Why are God and violence so easily mixed?
Let me explain my question a little more. I took in a small town parade a few weeks ago. I was there in the capacity of my job as a journalist taking pictures and notes for an upcoming article. I watched high school football players and little Cub Scouts toss jawbreakers and Tootsie Rolls to the crowd lined up along the road.
Living where I do, there was no shock seeing several church sponsored floats file past along with the fire trucks and riders from the local saddle club. All were Christian, mostly Baptist or some other evangelical denomination. Cheerful floats decorated flowers and littered with smiling children filed past, pulled slowly along by pick-up trucks decorated in a similar manner.
Adjusting the zoom for another shot, I caught a glimpse of a man standing on a short trailer while several small children sat on hay bales below a beautifully carved wooden cross. The man standing at the head of the display caused me to put down my camera and look with my own eyes. Could I be seeing this right? He was dressed in battle fatigues, holding a black semi-automatic rifle. A banner on the side of the float said “Going to Battle for what is Right”.
I held my breath and took the shot, thinking that this was the strangest paradox I had seen in a long time. At one end of the small float were small children at the feet of a cross draped in a deep purple cloth. Just a few feet away stood this G.I. Joe for Jesus.
After the parade I walked through the small fair and watched costumed battle re-enactors lay wreaths on memorial tombstones to honor the soldiers that had fallen in a long ago battle that played out on the very grass where we stood. One soldier stepped forward, recounting the battlefield history, lending due attention casualties suffered by both sides. He spoke articulately about the horrors of war and the need to remember the past in the hopes of letting it die in the history books. He said we remember the fallen and the realities of war in the hope for peace. I closed my eyes in reverence as he asked for moment of silence..

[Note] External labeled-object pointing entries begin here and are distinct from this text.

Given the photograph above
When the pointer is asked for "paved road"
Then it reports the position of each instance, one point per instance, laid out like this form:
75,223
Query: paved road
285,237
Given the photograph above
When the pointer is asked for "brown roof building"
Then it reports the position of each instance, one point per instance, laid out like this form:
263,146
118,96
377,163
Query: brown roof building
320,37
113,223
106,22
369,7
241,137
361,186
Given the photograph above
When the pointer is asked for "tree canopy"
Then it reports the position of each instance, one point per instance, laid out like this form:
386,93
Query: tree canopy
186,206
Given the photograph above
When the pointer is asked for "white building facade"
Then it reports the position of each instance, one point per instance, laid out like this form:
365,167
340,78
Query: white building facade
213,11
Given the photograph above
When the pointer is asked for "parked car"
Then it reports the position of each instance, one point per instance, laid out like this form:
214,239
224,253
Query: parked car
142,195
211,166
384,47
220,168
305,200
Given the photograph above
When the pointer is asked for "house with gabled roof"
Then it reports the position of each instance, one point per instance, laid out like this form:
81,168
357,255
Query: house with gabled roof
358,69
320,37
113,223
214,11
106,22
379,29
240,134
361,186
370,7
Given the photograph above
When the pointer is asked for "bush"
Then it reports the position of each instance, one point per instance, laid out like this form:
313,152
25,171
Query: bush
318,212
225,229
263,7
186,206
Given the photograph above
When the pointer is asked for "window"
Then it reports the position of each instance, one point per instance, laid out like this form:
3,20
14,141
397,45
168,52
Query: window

With my eyes closed I thought again of the soldier for God. Why is there such a close kinship between religion and war? The first scene of note in the Book of Mormon involves the violent beheading of a drunken man. The scriptures claim that it is better for one man to fall than for nations to descend into unbelief.
I want to know why. Why is killing and maiming superior to the possibility that an ideology might evolve over time?
Why does one part of the Bible read like a volume of the history of war on the earth, but another extols peace and love, the Golden Rule and turning the other cheek?
How can anyone who was ever touched by The Sermon on the Mount not recoil at the thought of harming another soul in the name of God?
Reflecting on the killing in the world in the name of God in just my own lifetime makes my head spin. Why is it so easy for people to take up arms in the name of the divine, feeling fully justified committing murder in the name of God? If this made sense to me once, it certainly does not now. It doesn’t even come close.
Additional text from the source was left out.